После размещения чипа гликоля обратно в инкубационо-инкубационую камеру, распространение раствор козы против мыши конъюгированных биотина над поверхностью чипа гликоля. Инкубировать с орбитальным возбуждением при 37 градусах по Цельсию в течение одного часа. Удалите несвехую фракцию и повторите шаги стирки.
После центрифугирования инкубировать чип гликоля в темноте при 25 градусах по Цельсию в течение 45 минут с двумя микрограммами на миллилитр соответствующего фторхромного раствора стрептавидина в буфере два. После работы в темноте, чтобы удалить несвехую фракцию и повторяя шаги стирки, высушить чип гликоля по воздуху. Чтобы сканировать массив, оставьте чип гликоля на столе, пока он не достигнет комнатной температуры в темноте.
В то же время включите сканер слайдов и лазер. Удерживая микро массив, сдвиньте чип гликоля в слот, пока он не коснется спины. Сканирование чипа гликола с помощью EasyScan и сохранить сканирование в качестве файла tif.
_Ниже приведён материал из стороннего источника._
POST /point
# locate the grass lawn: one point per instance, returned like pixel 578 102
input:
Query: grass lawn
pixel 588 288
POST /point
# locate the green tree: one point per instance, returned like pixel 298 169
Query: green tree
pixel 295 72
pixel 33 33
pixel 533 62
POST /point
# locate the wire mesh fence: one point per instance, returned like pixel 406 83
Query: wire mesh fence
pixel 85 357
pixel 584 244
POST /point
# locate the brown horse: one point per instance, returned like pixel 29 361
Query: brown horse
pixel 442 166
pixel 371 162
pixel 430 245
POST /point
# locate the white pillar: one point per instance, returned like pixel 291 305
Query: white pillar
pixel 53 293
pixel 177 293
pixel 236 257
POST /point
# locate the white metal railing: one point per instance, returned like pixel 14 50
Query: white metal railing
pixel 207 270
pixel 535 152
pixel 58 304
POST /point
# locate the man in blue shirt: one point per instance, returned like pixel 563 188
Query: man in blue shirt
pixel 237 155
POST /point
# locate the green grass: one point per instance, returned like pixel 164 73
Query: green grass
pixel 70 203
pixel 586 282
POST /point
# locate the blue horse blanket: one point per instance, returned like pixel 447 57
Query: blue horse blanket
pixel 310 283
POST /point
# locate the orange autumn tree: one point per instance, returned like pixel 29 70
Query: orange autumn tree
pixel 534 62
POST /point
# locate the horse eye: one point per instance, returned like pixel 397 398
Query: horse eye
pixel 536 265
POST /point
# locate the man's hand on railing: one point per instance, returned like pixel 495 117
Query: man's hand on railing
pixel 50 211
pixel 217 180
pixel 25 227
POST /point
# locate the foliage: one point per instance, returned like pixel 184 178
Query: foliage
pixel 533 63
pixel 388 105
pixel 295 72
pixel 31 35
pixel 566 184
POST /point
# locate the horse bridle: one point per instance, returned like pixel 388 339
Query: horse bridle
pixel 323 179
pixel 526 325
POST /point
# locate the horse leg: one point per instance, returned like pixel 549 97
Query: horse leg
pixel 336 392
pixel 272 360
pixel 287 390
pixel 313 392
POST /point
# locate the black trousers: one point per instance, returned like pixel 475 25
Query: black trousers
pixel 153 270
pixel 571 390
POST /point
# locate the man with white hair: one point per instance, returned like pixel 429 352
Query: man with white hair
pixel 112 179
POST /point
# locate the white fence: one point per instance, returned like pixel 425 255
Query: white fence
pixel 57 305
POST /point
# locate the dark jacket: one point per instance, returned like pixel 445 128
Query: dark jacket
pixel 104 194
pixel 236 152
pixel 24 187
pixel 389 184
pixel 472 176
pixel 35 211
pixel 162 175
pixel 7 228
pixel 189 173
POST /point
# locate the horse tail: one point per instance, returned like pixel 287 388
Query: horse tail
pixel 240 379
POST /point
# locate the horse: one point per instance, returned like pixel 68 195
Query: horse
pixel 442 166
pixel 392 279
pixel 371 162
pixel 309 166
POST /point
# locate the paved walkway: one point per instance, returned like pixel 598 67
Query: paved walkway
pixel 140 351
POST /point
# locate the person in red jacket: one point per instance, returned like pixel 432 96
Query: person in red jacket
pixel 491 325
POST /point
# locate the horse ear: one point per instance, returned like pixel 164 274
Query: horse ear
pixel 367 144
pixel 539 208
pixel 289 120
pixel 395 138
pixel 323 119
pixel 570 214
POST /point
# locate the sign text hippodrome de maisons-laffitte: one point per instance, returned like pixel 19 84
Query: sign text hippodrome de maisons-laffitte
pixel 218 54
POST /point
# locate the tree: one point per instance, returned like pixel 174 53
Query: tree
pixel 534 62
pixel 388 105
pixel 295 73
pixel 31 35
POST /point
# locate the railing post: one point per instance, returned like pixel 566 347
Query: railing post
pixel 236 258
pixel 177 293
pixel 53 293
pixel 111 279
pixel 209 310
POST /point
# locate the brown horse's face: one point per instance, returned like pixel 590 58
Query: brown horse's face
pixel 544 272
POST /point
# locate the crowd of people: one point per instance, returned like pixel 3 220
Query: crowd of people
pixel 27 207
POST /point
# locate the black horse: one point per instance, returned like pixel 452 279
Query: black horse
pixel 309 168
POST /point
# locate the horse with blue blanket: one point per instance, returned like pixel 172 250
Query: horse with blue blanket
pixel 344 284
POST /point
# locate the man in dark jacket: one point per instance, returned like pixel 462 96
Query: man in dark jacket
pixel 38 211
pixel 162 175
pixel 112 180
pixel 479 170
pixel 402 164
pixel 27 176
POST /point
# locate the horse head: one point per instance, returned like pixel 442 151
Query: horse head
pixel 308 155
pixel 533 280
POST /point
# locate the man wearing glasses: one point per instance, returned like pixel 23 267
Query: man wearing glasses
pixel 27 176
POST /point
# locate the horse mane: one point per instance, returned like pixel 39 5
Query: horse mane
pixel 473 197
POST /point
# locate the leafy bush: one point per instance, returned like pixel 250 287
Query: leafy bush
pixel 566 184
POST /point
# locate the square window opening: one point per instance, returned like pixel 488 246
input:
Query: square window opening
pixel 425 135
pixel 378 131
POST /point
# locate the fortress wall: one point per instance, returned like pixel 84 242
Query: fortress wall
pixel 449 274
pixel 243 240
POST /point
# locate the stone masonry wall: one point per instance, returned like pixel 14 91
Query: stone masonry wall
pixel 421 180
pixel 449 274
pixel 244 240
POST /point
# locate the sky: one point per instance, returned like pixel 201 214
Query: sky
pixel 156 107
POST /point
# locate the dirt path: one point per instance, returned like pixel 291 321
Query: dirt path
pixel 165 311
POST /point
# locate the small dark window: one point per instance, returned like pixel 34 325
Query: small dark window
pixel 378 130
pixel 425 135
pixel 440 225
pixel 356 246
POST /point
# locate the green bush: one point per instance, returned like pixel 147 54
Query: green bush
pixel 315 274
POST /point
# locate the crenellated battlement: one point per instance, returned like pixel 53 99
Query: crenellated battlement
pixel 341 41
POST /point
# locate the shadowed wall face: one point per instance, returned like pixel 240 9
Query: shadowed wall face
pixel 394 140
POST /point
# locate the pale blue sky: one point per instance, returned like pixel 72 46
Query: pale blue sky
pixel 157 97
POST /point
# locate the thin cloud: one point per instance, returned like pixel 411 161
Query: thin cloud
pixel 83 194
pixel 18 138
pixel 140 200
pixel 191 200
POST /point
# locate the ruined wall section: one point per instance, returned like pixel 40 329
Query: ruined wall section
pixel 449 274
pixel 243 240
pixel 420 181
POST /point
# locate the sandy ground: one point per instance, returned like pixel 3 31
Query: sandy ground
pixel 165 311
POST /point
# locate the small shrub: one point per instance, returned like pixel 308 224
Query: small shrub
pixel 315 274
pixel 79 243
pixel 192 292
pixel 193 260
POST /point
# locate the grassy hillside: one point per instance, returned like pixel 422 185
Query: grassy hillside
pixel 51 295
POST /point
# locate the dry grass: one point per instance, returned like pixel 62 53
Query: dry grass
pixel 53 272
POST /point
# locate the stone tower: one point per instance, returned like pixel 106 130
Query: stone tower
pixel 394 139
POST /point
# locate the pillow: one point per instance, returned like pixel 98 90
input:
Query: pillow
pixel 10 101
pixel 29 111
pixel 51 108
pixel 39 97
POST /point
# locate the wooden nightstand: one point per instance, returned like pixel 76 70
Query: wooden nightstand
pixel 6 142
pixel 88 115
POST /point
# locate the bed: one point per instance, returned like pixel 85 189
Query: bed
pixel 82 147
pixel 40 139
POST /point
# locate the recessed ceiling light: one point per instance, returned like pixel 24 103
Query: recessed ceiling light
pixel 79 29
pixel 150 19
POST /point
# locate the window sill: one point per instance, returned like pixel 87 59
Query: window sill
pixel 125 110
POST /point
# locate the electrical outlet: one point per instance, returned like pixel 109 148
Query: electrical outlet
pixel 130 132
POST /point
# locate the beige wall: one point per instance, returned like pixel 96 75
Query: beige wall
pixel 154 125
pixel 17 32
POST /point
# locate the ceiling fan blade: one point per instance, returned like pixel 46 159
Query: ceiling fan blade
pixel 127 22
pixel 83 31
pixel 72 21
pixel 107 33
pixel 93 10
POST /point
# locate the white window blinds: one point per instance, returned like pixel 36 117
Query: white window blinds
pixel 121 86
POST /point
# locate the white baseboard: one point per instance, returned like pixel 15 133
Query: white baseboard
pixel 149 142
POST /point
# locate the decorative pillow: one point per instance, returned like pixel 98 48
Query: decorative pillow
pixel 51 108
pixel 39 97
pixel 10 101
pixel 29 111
Количественная оценка массива с помощью системы анализа ScanArray. Откройте ранее отсканированные изображения, нажав файл в группе настройки и файла на главном окне. Загрузите соответствующий шаблон файла массива в формате GAL, который представляет расположение печатных гликанов на стеклянном слайде.
Отрегулируйте шаблон GAL, тщательно согласовав массив с пятнами на изображении и инициировать количественную оценку. Выберите периметры количественной оценки, так как тип количественной оценки работает с простым квантовым и количественным методом фиксированного круга. Unclick все варианты для автоматического найти пятна и выбрать lowess для метода нормализации.
Сохраните количественные данные в качестве файла csv. Перенесите эти данные в общий файл электронной таблицы с помощью Microsoft Excel или другого соответствующего приложения. Генетически идентичных мышей не следует рассматривать как иммунологические эквиваленты, потому что они разработали различные модели естественных антиуглеводных антител.
Как показано здесь, только 12 гликан специфики были сохранены. Здесь показан репрезентативный пример изображений, полученных с помощью микротоков, сканирующих с помощью флуоресцентного сканера. Затем сетка выравнивается по пятнам в каждом под массиве.
Флоресента обнаруживается для каждого места и результаты передаются в общий файл электронной таблицы. После инкубации с помощью мышиной сыворотки чипы глико были отсканированы с помощью считыватель сканирующего массива. Данные анализировались с помощью системы микро массивного анализа, результаты были выражены в РФС как медианный плюс минус медианное абсолютное отклонение.
Синий и белый цвета представляют собой фоновые связывающие сигналы ниже 4000 РФС. Красный цвет представляет собой положительные связывающие сигналы больше или равны 4000 РФС. Большинство гликан структур подвергаются в гликоль чипы не были признаны в репертуаре циркулирующих антигликан антител мышей balp C.
После освоения этой техники можно сделать в течение пяти часов и 45 минут, если она выполнена должным образом. После просмотра этого видео, вы должны иметь хорошее понимание того, как использовать технологию массива принтера гликона для исследования репертуара и уровней циркулирующих антиуглеводных антител в образцах сыворотки. При попытке этой процедуры, важно помнить, что чип глико должны манипулировать нижней части стекла света.
Где находится штрих-код. Чтобы избежать контакта с напечатанными гликанами. Кроме того, убедитесь, что вся сухая область чипа глико покрыта разбавленным образцом сыворотки с помощью кончика пипетки.
Объем, необходимый для полностьюго покрытия одной поверхности чипа глико, составляет примерно один миллилитр. После этой процедуры, другие методы, такие как микросфера базы подвески массив может быть сделано для того, чтобы ответить на дополнительные вопросы, связанные с гибким мультиплекс обнаружения антигликан антител профиля. После его внедрения этот метод проложил путь для исследователей в области биоматериала молекул и иммунологии, чтобы исследовать небелковый гликоль взаимодействия в наборе мелких животных.